# Regional Profits

> P&L by region. Before the board meeting.

Canonical URL: <https://datadriven.io/problems/regional_profits>

Domain: SQL · Difficulty: easy · Seniority: L3

## Problem

Headquarters is preparing the quarterly P&L deck and needs a regional breakdown. For every region that has order data, show the total profit and the number of orders. Some orders have missing region information and should be left out. Regions should appear from highest total profit to lowest.

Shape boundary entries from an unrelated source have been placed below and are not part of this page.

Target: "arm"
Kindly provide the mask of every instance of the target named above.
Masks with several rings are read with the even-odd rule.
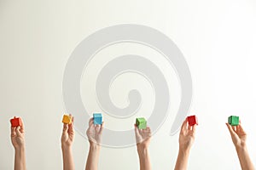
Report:
[[[90,150],[86,162],[85,170],[97,170],[100,156],[102,134],[104,122],[102,125],[94,125],[93,118],[89,121],[86,134],[89,139]]]
[[[242,170],[254,170],[253,164],[250,159],[247,144],[247,133],[243,130],[241,124],[238,126],[230,126],[229,123],[226,123],[229,131],[230,133],[232,141],[236,147],[237,156],[239,158],[240,165]]]
[[[74,139],[73,129],[74,118],[72,117],[72,123],[63,123],[63,131],[61,135],[61,150],[63,157],[63,169],[74,170],[74,163],[72,154],[72,144]]]
[[[188,168],[190,148],[195,141],[195,127],[188,125],[187,119],[183,122],[179,133],[179,150],[175,170]]]
[[[140,169],[151,170],[151,163],[148,152],[151,130],[149,127],[147,127],[146,129],[138,129],[136,124],[134,125],[134,129],[137,142],[137,150],[140,160]]]
[[[26,170],[25,131],[22,120],[20,127],[11,128],[11,141],[15,150],[15,170]]]

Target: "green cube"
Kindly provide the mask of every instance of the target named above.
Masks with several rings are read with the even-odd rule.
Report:
[[[137,124],[137,127],[139,129],[145,129],[145,128],[147,128],[147,121],[143,117],[137,118],[136,119],[136,124]]]
[[[239,125],[239,116],[229,116],[229,123],[231,126],[237,126],[237,125]]]

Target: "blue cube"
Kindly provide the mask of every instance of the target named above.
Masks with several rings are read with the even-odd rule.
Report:
[[[102,113],[94,113],[93,114],[93,123],[95,125],[102,124]]]

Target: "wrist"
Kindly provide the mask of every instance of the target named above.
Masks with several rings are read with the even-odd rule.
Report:
[[[137,144],[137,151],[139,155],[146,155],[148,151],[148,148],[145,144]]]
[[[236,150],[237,152],[245,152],[247,150],[246,144],[236,145]]]
[[[72,145],[67,145],[67,144],[61,144],[61,150],[71,150],[71,149],[72,149]]]
[[[25,151],[25,145],[21,145],[21,146],[15,146],[15,151],[20,151],[20,152],[22,152],[22,151]]]
[[[90,142],[90,150],[100,150],[101,145],[99,144]]]
[[[182,147],[182,146],[179,146],[178,152],[180,154],[189,155],[189,151],[190,151],[190,148],[189,147]]]

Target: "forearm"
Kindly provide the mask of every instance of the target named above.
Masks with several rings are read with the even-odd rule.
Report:
[[[97,144],[90,144],[86,162],[85,170],[97,170],[101,146]]]
[[[26,170],[26,156],[24,146],[15,149],[15,170]]]
[[[137,145],[137,153],[140,160],[140,170],[151,170],[148,147]]]
[[[62,157],[63,157],[63,169],[64,170],[74,170],[74,162],[72,153],[71,146],[61,146]]]
[[[175,165],[175,170],[186,170],[188,168],[189,150],[179,149]]]
[[[254,170],[254,166],[249,156],[247,146],[236,147],[237,156],[240,161],[241,167],[242,170]]]

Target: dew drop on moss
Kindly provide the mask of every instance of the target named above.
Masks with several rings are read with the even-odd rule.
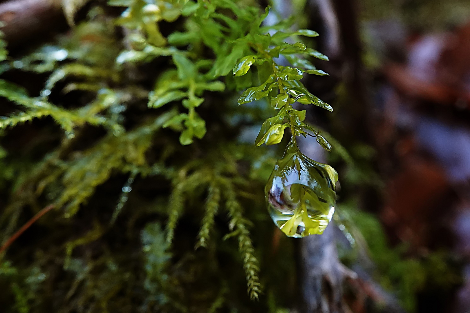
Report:
[[[321,234],[335,212],[336,171],[304,155],[291,142],[265,189],[274,224],[290,237]]]

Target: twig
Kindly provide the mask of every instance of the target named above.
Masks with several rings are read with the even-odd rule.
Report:
[[[13,243],[14,241],[16,240],[24,232],[25,230],[29,228],[29,227],[32,225],[34,222],[41,218],[42,215],[44,215],[55,207],[55,205],[50,204],[36,213],[36,215],[31,217],[26,224],[24,225],[21,228],[18,230],[18,231],[16,232],[13,236],[10,237],[10,238],[7,240],[5,244],[3,244],[3,245],[2,246],[1,248],[0,249],[0,256],[1,255],[4,251],[7,250],[7,248],[8,248],[10,244]]]

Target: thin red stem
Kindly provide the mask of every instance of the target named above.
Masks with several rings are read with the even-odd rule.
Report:
[[[13,243],[13,242],[16,240],[16,239],[21,236],[21,234],[24,232],[24,231],[29,228],[30,226],[34,224],[34,222],[41,218],[42,215],[44,215],[49,211],[54,208],[55,206],[53,204],[50,204],[41,210],[40,211],[36,213],[36,215],[31,218],[31,219],[28,221],[28,222],[24,225],[23,227],[18,230],[18,231],[16,232],[13,236],[10,237],[5,244],[2,246],[1,248],[0,249],[0,255],[1,255],[2,253],[7,250],[10,244]]]

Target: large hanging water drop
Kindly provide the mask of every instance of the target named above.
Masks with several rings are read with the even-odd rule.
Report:
[[[290,237],[322,233],[335,212],[337,180],[333,168],[307,157],[291,142],[265,190],[274,224]]]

## Worked solution and explanation

### Why this problem exists in real interviews

Interviewers use this order processing scenario to test grouped SUM aggregation against the `orders` table. The focus is on how you handle the `region` column when building the result.

---

### Break down the requirements

#### Step 1: Filter out null values

Exclude rows where `region` is NULL. This prevents nulls from polluting aggregations or creating phantom groups.

#### Step 2: Aggregate by `region`

`GROUP BY region` collapses rows to one per group. The aggregate functions (`SUM`, `COUNT`, `AVG`, etc.) compute the metric for each group.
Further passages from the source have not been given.